Ali Ihsan Aydin, journaliste
Qui sont ces Turcs , à partir de la fin du XIe siècle, se sont attaqués d'abord aux provinces byzantines d'Asie Mineure puis, à la fin du XIIIe siècle, à la partie européenne de l'Empire byzantin avant d'entreprendre la conquête des Balkans, non sans avoir auparavant encerclé le réduit byzantin dont le point fort était la capitale de l'empire, Constantinople qui tomba finalement entre leurs mains en 1453 . Constantinople n'était pour eux qu'une étape car, au lendemain de sa conquête, ces mêmes Turcs Ottomans lancent attaques sur attaques en direction de l'Europe Centro-danubienne, mettant par deux fois le siège devant Vienne, une première fois en 1529, une seconde – la dernière – en 1683. Apres une époque de guerre et d’un souhait des papes de montrer les Tucs comme des ennemis, l’Europe et les ottomans commencent à avoir des accords commerciaux comme les vénitiens ou encore l’alliance entre François 1 e et les Ottomans. Ces deux mondes apprennent à vivre ensemble et à ce respecter mutuellement à travers leurs histoires communes.
François d'Assise et de sa visite au Sultan (1219)
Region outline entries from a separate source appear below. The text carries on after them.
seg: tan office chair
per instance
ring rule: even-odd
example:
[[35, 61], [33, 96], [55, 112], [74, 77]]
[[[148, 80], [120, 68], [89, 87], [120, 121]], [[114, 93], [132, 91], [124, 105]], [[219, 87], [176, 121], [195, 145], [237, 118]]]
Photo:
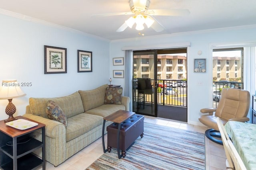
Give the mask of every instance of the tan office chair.
[[[203, 113], [209, 113], [201, 115], [199, 121], [206, 126], [212, 128], [205, 131], [205, 135], [212, 141], [223, 145], [217, 125], [216, 118], [220, 117], [225, 125], [228, 121], [234, 121], [244, 122], [250, 119], [246, 116], [250, 104], [250, 95], [246, 90], [233, 88], [223, 88], [220, 100], [217, 108], [204, 108], [200, 110]], [[213, 112], [215, 114], [213, 114]]]
[[246, 170], [245, 166], [233, 143], [230, 139], [220, 119], [217, 117], [216, 119], [217, 125], [220, 133], [225, 153], [227, 157], [226, 162], [227, 169]]

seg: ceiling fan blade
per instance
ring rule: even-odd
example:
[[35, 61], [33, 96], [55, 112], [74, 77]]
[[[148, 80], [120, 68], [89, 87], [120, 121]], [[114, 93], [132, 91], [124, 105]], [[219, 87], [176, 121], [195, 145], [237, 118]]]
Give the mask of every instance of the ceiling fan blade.
[[153, 29], [157, 32], [161, 32], [165, 29], [165, 28], [154, 17], [152, 16], [151, 17], [155, 20], [155, 22], [150, 27]]
[[94, 14], [92, 15], [91, 17], [101, 17], [101, 16], [120, 16], [122, 15], [132, 15], [134, 14], [132, 12], [116, 12], [113, 13], [106, 13], [106, 14]]
[[123, 24], [123, 25], [121, 25], [121, 27], [119, 27], [119, 28], [118, 28], [118, 29], [117, 29], [117, 30], [116, 31], [116, 32], [122, 32], [122, 31], [124, 31], [124, 30], [125, 29], [126, 29], [126, 28], [128, 27], [128, 25], [127, 25], [127, 24], [126, 24], [126, 23], [125, 22]]
[[189, 14], [190, 12], [188, 10], [160, 9], [148, 10], [147, 14], [151, 16], [184, 16]]

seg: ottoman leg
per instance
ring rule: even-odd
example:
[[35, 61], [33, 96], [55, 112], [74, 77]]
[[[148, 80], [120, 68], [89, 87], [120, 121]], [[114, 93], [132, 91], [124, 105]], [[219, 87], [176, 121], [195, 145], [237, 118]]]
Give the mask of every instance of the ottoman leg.
[[126, 156], [126, 151], [122, 150], [122, 155], [123, 156], [123, 158], [124, 158]]
[[142, 132], [142, 133], [141, 134], [141, 135], [140, 135], [140, 137], [142, 138], [143, 138], [144, 135], [144, 133]]
[[112, 147], [109, 147], [108, 146], [107, 147], [108, 148], [108, 152], [110, 153], [110, 152], [111, 152]]

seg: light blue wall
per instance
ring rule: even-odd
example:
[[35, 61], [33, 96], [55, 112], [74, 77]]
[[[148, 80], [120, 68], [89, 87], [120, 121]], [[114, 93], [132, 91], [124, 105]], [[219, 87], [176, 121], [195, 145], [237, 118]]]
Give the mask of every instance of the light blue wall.
[[[112, 41], [110, 43], [110, 60], [114, 57], [124, 57], [124, 52], [121, 49], [129, 47], [166, 47], [168, 44], [182, 44], [189, 42], [188, 55], [188, 122], [195, 125], [201, 125], [198, 117], [201, 115], [200, 109], [212, 107], [212, 66], [210, 63], [212, 59], [210, 49], [212, 44], [231, 44], [246, 42], [256, 42], [256, 29], [254, 27], [237, 27], [218, 30], [199, 31], [165, 36], [151, 37], [141, 37], [137, 39], [123, 39]], [[154, 49], [152, 47], [152, 49]], [[201, 50], [202, 54], [198, 55]], [[194, 59], [206, 59], [206, 72], [194, 73]], [[245, 63], [246, 64], [246, 63]], [[124, 70], [124, 66], [113, 66], [110, 64], [110, 74], [113, 70]], [[124, 79], [113, 78], [114, 84], [124, 85]]]
[[[60, 97], [108, 83], [109, 41], [78, 32], [0, 15], [0, 81], [31, 82], [26, 96], [14, 99], [14, 116], [25, 113], [30, 97]], [[44, 45], [67, 49], [67, 73], [44, 74]], [[92, 72], [77, 72], [77, 50], [92, 52]], [[8, 104], [0, 100], [0, 119]]]

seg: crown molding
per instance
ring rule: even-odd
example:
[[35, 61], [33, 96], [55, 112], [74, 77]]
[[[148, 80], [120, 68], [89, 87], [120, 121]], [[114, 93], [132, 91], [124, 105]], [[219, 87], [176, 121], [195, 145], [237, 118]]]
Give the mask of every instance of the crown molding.
[[238, 26], [236, 27], [226, 27], [220, 28], [216, 28], [213, 29], [204, 29], [193, 31], [183, 32], [180, 33], [171, 33], [170, 34], [162, 34], [160, 35], [148, 36], [146, 37], [140, 37], [129, 38], [123, 39], [119, 39], [111, 40], [111, 42], [122, 42], [127, 41], [136, 41], [138, 39], [140, 40], [142, 39], [160, 38], [161, 37], [172, 37], [177, 36], [190, 35], [193, 34], [198, 34], [204, 33], [212, 33], [214, 32], [221, 32], [224, 31], [228, 31], [234, 30], [242, 29], [245, 29], [256, 28], [256, 24], [249, 25], [246, 25]]
[[50, 22], [48, 22], [43, 20], [40, 20], [39, 19], [34, 18], [30, 17], [29, 16], [26, 16], [25, 15], [16, 12], [12, 12], [11, 11], [8, 11], [7, 10], [4, 10], [2, 9], [0, 9], [0, 14], [3, 15], [6, 15], [8, 16], [16, 18], [21, 20], [24, 20], [29, 21], [33, 22], [38, 23], [40, 23], [45, 25], [49, 26], [51, 27], [54, 27], [57, 28], [60, 28], [62, 29], [64, 29], [70, 32], [73, 32], [74, 33], [77, 33], [80, 34], [82, 34], [84, 35], [91, 37], [92, 38], [96, 38], [97, 39], [100, 39], [102, 40], [103, 40], [105, 41], [110, 42], [109, 39], [103, 38], [100, 37], [98, 37], [96, 35], [94, 35], [92, 34], [90, 34], [88, 33], [85, 33], [84, 32], [81, 31], [80, 31], [78, 30], [77, 29], [73, 29], [69, 28], [68, 27], [65, 27], [64, 26], [60, 25], [54, 23]]
[[37, 18], [31, 17], [25, 15], [23, 15], [14, 12], [10, 11], [4, 10], [0, 8], [0, 14], [2, 14], [3, 15], [6, 15], [6, 16], [11, 16], [12, 17], [16, 18], [19, 18], [20, 19], [40, 23], [42, 25], [50, 26], [52, 27], [60, 28], [63, 29], [64, 29], [64, 30], [69, 31], [70, 32], [72, 32], [75, 33], [79, 33], [80, 34], [82, 34], [85, 36], [92, 37], [94, 38], [96, 38], [97, 39], [100, 39], [103, 41], [104, 41], [107, 42], [110, 42], [136, 41], [138, 39], [141, 40], [143, 39], [152, 39], [152, 38], [161, 38], [161, 37], [166, 38], [168, 37], [172, 37], [176, 36], [197, 34], [201, 34], [201, 33], [212, 33], [212, 32], [214, 32], [228, 31], [230, 31], [230, 30], [242, 29], [244, 29], [256, 28], [256, 24], [254, 24], [254, 25], [246, 25], [238, 26], [235, 26], [235, 27], [226, 27], [220, 28], [205, 29], [205, 30], [199, 30], [199, 31], [192, 31], [172, 33], [170, 34], [162, 34], [162, 35], [157, 35], [141, 37], [137, 37], [129, 38], [118, 39], [115, 39], [115, 40], [110, 40], [108, 39], [106, 39], [105, 38], [102, 38], [100, 37], [90, 34], [88, 33], [86, 33], [84, 32], [82, 32], [80, 31], [78, 31], [77, 29], [75, 29], [70, 28], [68, 27], [64, 27], [64, 26], [62, 26], [62, 25], [56, 24], [55, 23], [54, 23], [51, 22], [46, 21], [44, 21], [42, 20], [40, 20]]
Luc Mathieu, franciscain, théologien et historien
Pendant les périodes de croisades un homme décide d’aller voir le sultan .A son arrive dans les terres des Sarazins il traverse les avant-postes de cette armée, recuit à rencontrer le sultan Malik al-Kamil qui es lui-même le neuve du grand Saladin.
Le prince leur demanda qui les envoyait, pourquoi et à quel titre, et comment ils avaient fait pour venir; avec assurance, François répondit qu'il avait été envoyé d'au-delà des mers non par un homme mais par le Dieu très-haut pour lui indiquer, à lui et à son peuple, la voie du salut et leur annoncer l'Évangile qui est la vérité. Puis il prêcha au sultan Dieu Trinité et Jésus sauveur du monde, avec une telle vigueur de pensée, une telle force d'âme et une telle ferveur d'esprit qu'en lui se réalisait de façon éclatante ce verset de l'Évangile
Témoin en effet de cette ardeur et de ce courage, le sultan l'écouta avec plaisir et le pressa de prolonger son séjour auprès de lui. Il offrit à François de nombreux et riches cadeaux que ce dernier méprisa comme de la boue : ce n'était pas des richesses du monde dont il était avide mais du salut des âmes. Le sultan n'en conçut que plus de dévotion encore pour lui, à constater chez le saint un si parfait mépris des biens d'ici-bas. François quitta le pays du sultan escorté par ses soldats.